De nos jours, plus de 500 scientifiques quantitatifs et experts techniques des centres de R&D de Takeda, de Boston à San Diego en passant par Shonan au Japon, passent leurs journées à analyser des données pour trouver, développer et fabriquer des médicaments révolutionnaires. Le fabricant de médicaments utilise l'IA et le ML pour identifier les meilleures molécules pour cibler les protéines et pour comprendre les caractéristiques des maladies et leur variation dans différentes populations de patients. Il travaille avec le Massachusetts Institute of Technology et plusieurs startups d'IA.

"Toute technologie qui libère des compétences de pointe pour nos employés, réduit le travail manuel, élimine les frictions du système et libère du temps pour une plus grande perspicacité et découverte scientifiques est vitale", déclare Anne Heatherington, responsable de l'institut de science des données de Takeda.

Les plus grands rivaux de Takeda exploitent également l'IA. Pfizer s'attend à un partenariat avec AlphaFold de DeepMind pour aider l'entreprise à concevoir et à valider des cibles thérapeutiques hautement efficaces qui étaient auparavant inconnues, déclare Lidia Fonseca, directrice du numérique et de la technologie chez Pfizer. "Nous avons utilisé de puissantes capacités de supercalcul avec l'IA et des modèles d'apprentissage automatique pour réduire nos temps de calcul globaux de 80 % à 90 %, et cela a en fait aidé à accélérer Paxlovid", déclare Fonseca.

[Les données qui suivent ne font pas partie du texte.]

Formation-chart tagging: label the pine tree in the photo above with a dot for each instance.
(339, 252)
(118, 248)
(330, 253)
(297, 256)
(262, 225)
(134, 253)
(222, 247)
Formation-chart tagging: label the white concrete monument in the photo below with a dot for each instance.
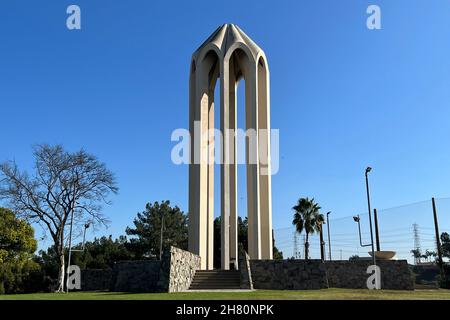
(229, 55)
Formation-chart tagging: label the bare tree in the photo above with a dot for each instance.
(62, 183)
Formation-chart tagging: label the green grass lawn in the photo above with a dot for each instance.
(325, 294)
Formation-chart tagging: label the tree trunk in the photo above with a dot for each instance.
(62, 270)
(307, 247)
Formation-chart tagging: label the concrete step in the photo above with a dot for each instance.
(216, 279)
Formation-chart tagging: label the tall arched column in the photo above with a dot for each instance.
(229, 54)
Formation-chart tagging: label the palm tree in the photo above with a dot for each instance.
(307, 218)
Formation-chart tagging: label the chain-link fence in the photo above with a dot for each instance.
(401, 229)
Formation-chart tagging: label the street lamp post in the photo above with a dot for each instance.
(329, 239)
(161, 239)
(368, 169)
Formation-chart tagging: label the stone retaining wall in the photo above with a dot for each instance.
(173, 274)
(178, 270)
(395, 274)
(136, 276)
(288, 274)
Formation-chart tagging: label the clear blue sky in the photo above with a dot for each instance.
(342, 96)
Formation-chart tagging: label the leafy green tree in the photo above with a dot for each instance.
(146, 234)
(102, 253)
(17, 245)
(308, 219)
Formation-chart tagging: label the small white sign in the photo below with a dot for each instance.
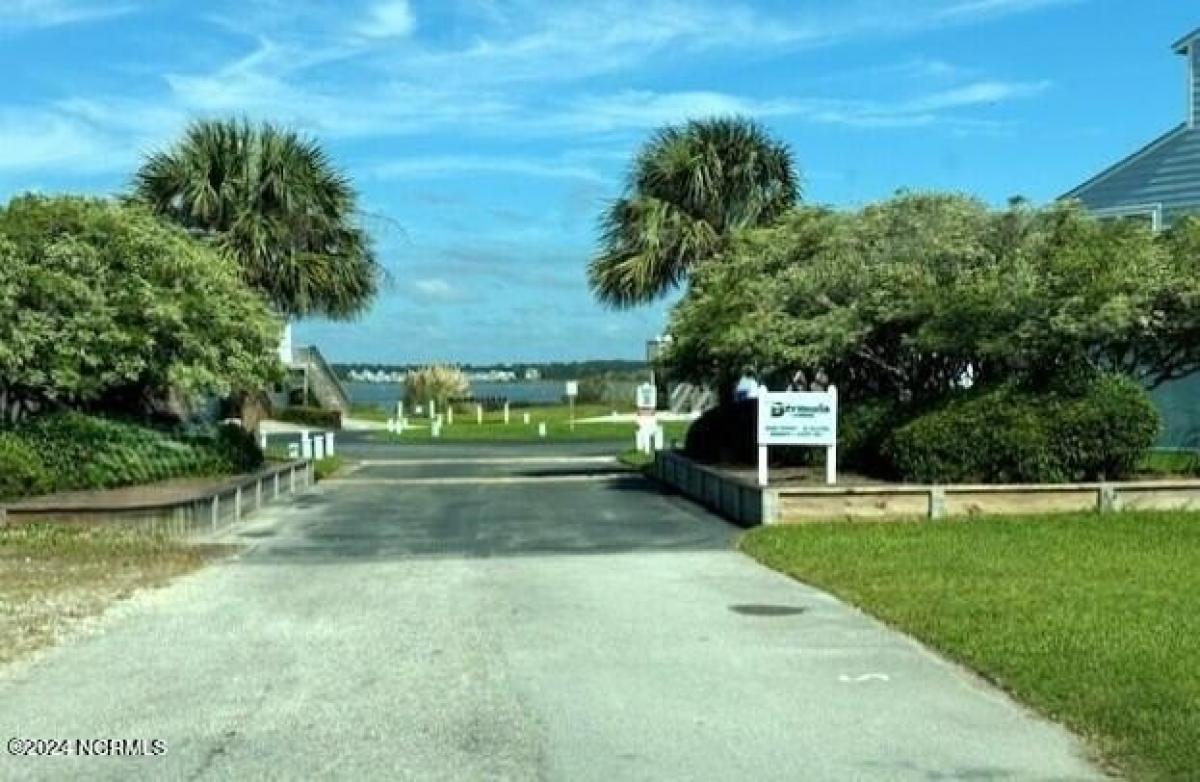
(797, 419)
(647, 397)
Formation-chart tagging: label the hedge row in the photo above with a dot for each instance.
(70, 451)
(1006, 434)
(1096, 431)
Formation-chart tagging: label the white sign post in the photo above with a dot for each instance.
(798, 419)
(648, 432)
(573, 390)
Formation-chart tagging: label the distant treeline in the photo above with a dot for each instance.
(550, 371)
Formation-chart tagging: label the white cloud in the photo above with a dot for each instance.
(388, 19)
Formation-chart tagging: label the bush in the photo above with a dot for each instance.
(88, 452)
(237, 449)
(22, 471)
(1007, 434)
(316, 417)
(726, 434)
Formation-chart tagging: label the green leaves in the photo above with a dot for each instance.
(691, 186)
(97, 299)
(274, 202)
(909, 299)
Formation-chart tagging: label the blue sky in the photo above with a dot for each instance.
(487, 134)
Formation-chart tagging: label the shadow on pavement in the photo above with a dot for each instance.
(372, 522)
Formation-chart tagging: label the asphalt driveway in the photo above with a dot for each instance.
(565, 625)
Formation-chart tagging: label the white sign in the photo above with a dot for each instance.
(647, 397)
(797, 419)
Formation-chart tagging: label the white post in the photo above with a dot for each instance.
(832, 450)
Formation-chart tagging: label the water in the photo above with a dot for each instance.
(385, 395)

Partout dans le monde, plusieurs médicaments potentiels identifiés par des startups utilisant l'IA font déjà l'objet d'essais sur l'homme. Ils comprennent cinq de Recursion Pharmaceuticals Inc. pour les maladies rares et l'oncologie et trois d'Exscientia pour des maladies telles que le cancer et les troubles obsessionnels compulsifs. Insilico Medicine, basée à Hong Kong, a un candidat en cours d'essais sur l'homme pour traiter la forme la plus courante de fibrose pulmonaire.

GSK Plc, basée au Royaume-Uni, compte plus de 160 experts dédiés à l'IA et au ML pour soutenir sa R&D et sa fabrication. Il génère également des données pour créer et alimenter les propres modèles d'apprentissage automatique de l'entreprise afin que chaque scientifique puisse finalement bénéficier des données que l'entreprise a produites dans le passé, explique Kim Branson, qui dirige l'IA chez GSK depuis 2019.

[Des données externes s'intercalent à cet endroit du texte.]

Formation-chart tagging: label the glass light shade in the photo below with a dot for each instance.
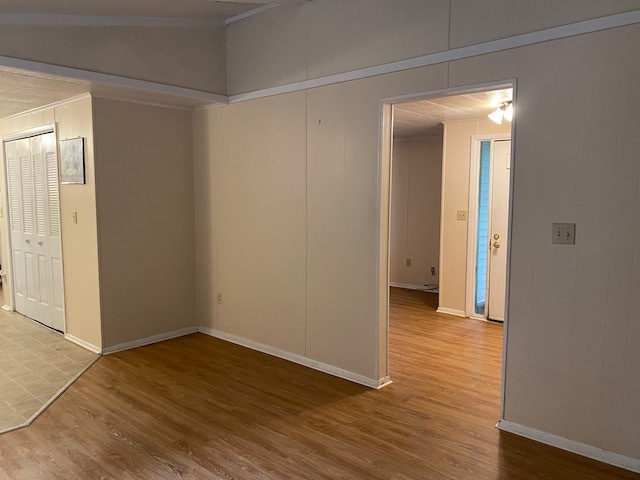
(497, 116)
(508, 113)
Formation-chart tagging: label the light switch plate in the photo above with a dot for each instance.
(564, 233)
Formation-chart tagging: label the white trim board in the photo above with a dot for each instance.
(451, 311)
(409, 286)
(83, 344)
(105, 21)
(299, 359)
(572, 446)
(555, 33)
(149, 340)
(49, 105)
(251, 13)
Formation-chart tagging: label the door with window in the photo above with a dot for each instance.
(34, 221)
(491, 228)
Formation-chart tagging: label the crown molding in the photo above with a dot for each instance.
(105, 21)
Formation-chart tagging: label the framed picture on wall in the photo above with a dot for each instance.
(72, 161)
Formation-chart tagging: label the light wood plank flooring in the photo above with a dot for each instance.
(199, 408)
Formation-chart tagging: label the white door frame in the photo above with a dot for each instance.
(7, 267)
(472, 227)
(385, 133)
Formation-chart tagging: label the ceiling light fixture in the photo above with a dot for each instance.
(503, 111)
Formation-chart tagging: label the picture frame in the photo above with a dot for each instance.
(72, 161)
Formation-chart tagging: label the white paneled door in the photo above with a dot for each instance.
(499, 222)
(34, 219)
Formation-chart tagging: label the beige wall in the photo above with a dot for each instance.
(456, 165)
(303, 41)
(79, 241)
(571, 362)
(415, 210)
(144, 159)
(185, 57)
(251, 201)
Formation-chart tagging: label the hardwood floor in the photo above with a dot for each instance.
(199, 408)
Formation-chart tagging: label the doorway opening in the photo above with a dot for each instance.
(428, 147)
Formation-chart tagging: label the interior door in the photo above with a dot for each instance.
(32, 172)
(499, 225)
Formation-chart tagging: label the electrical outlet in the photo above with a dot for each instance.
(564, 233)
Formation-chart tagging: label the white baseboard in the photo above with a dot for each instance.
(409, 286)
(148, 340)
(299, 359)
(83, 344)
(451, 311)
(572, 446)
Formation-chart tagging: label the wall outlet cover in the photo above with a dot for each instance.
(564, 233)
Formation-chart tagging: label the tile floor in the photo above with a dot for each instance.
(36, 365)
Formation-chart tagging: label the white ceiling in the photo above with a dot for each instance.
(195, 9)
(22, 90)
(425, 117)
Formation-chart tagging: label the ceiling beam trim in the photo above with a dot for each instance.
(555, 33)
(105, 21)
(111, 80)
(251, 13)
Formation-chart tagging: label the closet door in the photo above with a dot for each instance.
(32, 166)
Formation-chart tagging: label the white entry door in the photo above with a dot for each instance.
(499, 225)
(34, 218)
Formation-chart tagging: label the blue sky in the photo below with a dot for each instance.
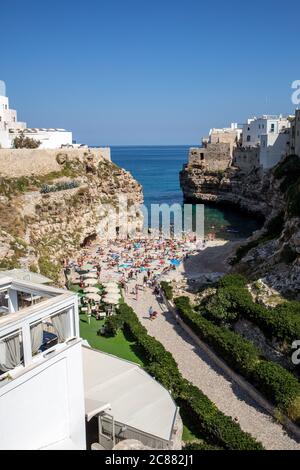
(148, 72)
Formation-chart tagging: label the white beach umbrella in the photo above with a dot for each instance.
(91, 290)
(113, 297)
(91, 282)
(94, 297)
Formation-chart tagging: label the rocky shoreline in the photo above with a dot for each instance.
(50, 215)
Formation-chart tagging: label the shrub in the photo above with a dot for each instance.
(167, 289)
(221, 429)
(272, 230)
(45, 189)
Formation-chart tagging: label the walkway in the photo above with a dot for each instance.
(198, 368)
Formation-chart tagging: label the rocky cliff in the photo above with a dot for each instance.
(273, 253)
(48, 215)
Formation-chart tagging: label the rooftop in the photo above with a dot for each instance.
(134, 398)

La Chine se tourne également vers l'IA pour améliorer la compétitivité mondiale de ses fabricants de médicaments. XTalpi est en partie financé par le géant chinois de la technologie Tencent Holdings Ltd., tandis que le PDG de Baidu Inc., Robin Li, a fondé une société de découverte de médicaments basée sur l'IA appelée BioMap.

Branson de GSK dit que même si l'IA est vraiment douée pour rassembler des données provenant de sources disparates, les choses se compliquent lorsqu'elle est utilisée pour des systèmes complexes. Pour assurer la sécurité, des expériences en laboratoire sont souvent nécessaires, dit-il.

De plus, les données utilisées pour créer des algorithmes peuvent contenir des biais qui peuvent se refléter dans les recommandations cliniques qu'ils génèrent, ont écrit des chercheurs de l'Université de Stanford dans une étude publiée dans le New England Journal of Medicine en 2018. Les algorithmes peuvent également fausser les résultats, selon qui les développe, ont découvert les chercheurs.

Cela n'arrête pas le bond des investissements. Il y a eu une augmentation du nombre de capital-risqueurs demandant des évaluations de sociétés potentielles de découverte de médicaments IA au cours des cinq dernières années environ, explique Russ Altman, professeur de bio-ingénierie à Stanford, qui a mené une diligence raisonnable des startups biotechnologiques pour les VC pendant des décennies. "Il est passé de zéro à cent", explique Altman. "Je n'avais pas fait de diligence raisonnable sur les sociétés pharmaceutiques d'IA en 30 ans. Et maintenant, j'en ai fait six à 10." —Avec Lisa Du et Ilena Peng

Pour contacter l'auteur de cette histoire : Kanoko Matsuyama à Tokyo à [email protected]

Pour contacter l'éditeur responsable de cette histoire : James Ellis à [email protected]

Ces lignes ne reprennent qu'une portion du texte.